While the Duncan character is fairly interesting, Sanders’ family seems to be more along the lines of standard TV drama fare, each with a secret to protect. Her husband Brian (Tate Donavan) is having an affair, her daughter Morgan is pregnant, and her son Jake has been buying pot from a local drug dealer. Of course, by the time Duncan takes the family hostage, he knows (or quickly learns) all of these secrets and uses them against the family to get their cooperation.

Duncan is supported by a small team of friends (fellow agents, perhaps?), all of whom seem 100% behind what he’s doing. When it comes time for Ellen to ask Duncan why he wants to kill President Paul Kincade (James Naughton), he basically tells her that it’s none of her business. He obviously has some sympathetic (if not convoluted) reason for his treasonous acts, but (naturally) revealing that in the first episode just won’t do, even if it might make his hostages much more cooperative.

Which brings us to the big question of the series, and one that I’m betting right now will fail to make any logical sense. We can take from the first episode that killing the President must have something to do with saving Duncan’s sick wife. We also learn that Vice President Quentin Creasy (Jeremy Bobb) is in on the plot. So, obviously there’s something that Creasy can give or do for Duncan that Kincade can’t, or isn’t willing to. The President and Vice President have a conversation very early on about health care policy, and I pray that Duncan’s actions aren’t motivated by something as silly as a law the President might be about to pass. I fear that the final episode will have Duncan claiming that he had to kill the President because he was about to cut off funding for (or maybe ban) an important medical drug or procedure that will save his wife’s life. I hope that the solution will be more along the lines that the President is actually evil or corrupt in some way, but time will tell.

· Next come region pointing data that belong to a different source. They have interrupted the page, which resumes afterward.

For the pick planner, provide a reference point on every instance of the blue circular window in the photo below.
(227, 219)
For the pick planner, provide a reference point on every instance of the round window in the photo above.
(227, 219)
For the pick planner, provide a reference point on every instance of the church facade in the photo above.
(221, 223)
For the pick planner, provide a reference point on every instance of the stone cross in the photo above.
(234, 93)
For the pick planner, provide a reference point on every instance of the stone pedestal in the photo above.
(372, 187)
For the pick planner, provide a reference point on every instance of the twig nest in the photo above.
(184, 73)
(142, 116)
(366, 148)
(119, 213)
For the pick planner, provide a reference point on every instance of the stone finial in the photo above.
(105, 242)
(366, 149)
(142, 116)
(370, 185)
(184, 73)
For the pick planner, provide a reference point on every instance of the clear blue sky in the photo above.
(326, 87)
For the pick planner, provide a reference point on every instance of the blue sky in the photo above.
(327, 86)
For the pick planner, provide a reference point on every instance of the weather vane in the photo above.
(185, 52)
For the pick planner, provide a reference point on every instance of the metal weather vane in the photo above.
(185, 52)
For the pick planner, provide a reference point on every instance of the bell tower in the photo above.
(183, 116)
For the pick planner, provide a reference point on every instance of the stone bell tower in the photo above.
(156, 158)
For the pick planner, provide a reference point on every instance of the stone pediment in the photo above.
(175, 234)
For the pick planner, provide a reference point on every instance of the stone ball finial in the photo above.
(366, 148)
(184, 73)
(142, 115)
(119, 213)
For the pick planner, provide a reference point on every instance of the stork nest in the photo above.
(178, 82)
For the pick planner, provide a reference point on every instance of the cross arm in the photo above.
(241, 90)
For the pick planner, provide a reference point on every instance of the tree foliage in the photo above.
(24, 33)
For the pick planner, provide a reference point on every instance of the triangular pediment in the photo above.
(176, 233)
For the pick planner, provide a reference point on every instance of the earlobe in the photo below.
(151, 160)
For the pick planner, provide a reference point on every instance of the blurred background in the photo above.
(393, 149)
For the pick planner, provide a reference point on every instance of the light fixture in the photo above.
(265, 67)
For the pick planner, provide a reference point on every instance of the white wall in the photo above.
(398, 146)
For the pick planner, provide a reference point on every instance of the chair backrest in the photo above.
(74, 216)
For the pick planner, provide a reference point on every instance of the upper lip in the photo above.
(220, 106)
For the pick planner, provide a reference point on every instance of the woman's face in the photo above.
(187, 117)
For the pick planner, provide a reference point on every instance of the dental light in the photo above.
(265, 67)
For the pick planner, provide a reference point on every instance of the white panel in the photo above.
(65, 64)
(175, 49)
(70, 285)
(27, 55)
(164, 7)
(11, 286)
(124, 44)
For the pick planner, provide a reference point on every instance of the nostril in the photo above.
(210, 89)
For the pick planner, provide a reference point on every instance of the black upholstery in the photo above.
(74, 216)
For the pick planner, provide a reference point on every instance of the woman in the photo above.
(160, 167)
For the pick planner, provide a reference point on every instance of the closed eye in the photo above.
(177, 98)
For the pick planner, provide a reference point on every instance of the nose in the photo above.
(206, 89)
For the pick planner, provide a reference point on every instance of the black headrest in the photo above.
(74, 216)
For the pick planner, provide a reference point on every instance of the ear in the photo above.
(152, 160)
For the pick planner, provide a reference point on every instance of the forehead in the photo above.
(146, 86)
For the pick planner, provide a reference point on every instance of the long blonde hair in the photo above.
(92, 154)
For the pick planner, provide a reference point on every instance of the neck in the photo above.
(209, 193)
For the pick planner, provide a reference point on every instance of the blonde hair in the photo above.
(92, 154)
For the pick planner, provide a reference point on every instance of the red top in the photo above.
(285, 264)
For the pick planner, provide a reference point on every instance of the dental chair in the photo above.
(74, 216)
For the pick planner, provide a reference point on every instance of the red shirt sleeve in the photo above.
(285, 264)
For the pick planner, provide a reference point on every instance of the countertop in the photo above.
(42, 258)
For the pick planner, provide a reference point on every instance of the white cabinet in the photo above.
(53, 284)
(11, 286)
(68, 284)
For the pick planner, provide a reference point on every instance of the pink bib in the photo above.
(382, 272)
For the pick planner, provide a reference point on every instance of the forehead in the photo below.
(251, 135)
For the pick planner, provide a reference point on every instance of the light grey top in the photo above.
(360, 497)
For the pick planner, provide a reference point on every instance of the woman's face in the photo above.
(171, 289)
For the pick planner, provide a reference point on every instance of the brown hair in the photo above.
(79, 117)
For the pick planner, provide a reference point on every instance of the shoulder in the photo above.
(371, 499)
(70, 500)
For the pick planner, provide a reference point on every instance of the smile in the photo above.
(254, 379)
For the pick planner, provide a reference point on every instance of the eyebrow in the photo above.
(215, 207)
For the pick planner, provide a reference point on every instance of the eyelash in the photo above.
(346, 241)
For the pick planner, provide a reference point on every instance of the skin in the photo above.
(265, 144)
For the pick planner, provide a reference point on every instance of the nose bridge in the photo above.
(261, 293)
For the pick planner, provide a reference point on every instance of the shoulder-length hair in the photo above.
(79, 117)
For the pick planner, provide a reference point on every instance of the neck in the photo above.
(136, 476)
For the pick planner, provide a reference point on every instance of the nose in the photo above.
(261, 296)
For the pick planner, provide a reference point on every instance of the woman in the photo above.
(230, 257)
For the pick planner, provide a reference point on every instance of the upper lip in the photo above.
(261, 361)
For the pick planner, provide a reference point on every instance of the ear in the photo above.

If the premise sounds like it might be better suited for a movie-of-the-week rather than a full-blown (albeit short at 15 episodes) series, you’re probably right. How do the producers deal with this issue? When Ellen goes to operate on the President, she makes sure that he “accidently” gets injected with some blood thinner, delaying his operation for two weeks – exactly the time needed for the remaining 14 episodes!

From a production standpoint, ‘Hostages’ is fairly well-made, though it has obvious green screen shots that try to establish the Washington, D.C. background. In terms of acting, the series suffers far more, as only McDermott and Collette are worth watching. Donavan doesn’t add anything to the mix, and the two actors playing the kids (as well as most of the rest of the cast) are pretty wooden.

The premiere of ‘Hostages’ on CBS this past Monday got pretty handily beaten in the ratings by NBC’s ‘The Blacklist‘, so unless a dramatic turn of events occurs, odds are that this series won’t go beyond its 15 episode run. I’m not sure that’s a bad thing.